NOEL 2020 - Messe de Minuit -
Is 9, 1-6 ; Tt 2, 11-14 ; Lc 2, 1-14
Homélie du Père Abbé Luc

Frères et sœurs, Depuis quelques semaines, nous lisons au réfectoire un livre assez passionnant sur De Gaulle. Deux chapitres ont ces titres évocateurs « du libérateur au sauveur » et « le nouveau Messie », titres qui ne sont pas sans résonance avec les textes entendus en cette nuit.

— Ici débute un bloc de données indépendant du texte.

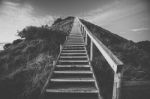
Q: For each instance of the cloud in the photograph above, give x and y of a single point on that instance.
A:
(15, 16)
(125, 18)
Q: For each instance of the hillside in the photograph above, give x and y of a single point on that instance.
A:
(26, 63)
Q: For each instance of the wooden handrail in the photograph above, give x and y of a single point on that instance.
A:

L’auteur n’hésite pas à utiliser ce vocabulaire religieux pour désigner aussi bien les prétentions d’un homme à redresser la France, jusqu’à identifier son sort à celui de l’Etat, que les projections idéalisées portées sur lui par le peuple français durant la seconde guerre mondiale et après. Il est intéressant de noter qu’à ce moment critique de notre histoire où tous avaient été humiliés par la défaite subie en 1940, une forte attente s’est manifestée d’avoir un sauveur, un chef qui rassemble, et derrière lequel on puisse marcher. Les paroles du prophète Isaïe peuvent nous donner à entendre en creux cette même espérance. Le prophète annonce au peuple juif éprouvé et humilié par ses ennemis, qu’une grande lumière va se lever à travers la naissance d’un enfant royal dont le pouvoir s’étendra afin que la paix soit sans fin… L’histoire des peuples se présente souvent comme une alternance de périodes d’humiliations qui suscitent une attente en un sauveur, en un homme qui va rétablir la paix, l’unité, la sécurité politique. En bonne part, De Gaulle a tenu ce rôle avec toutes les ambiguïtés du jeu politique, à ce moment précis de notre histoire.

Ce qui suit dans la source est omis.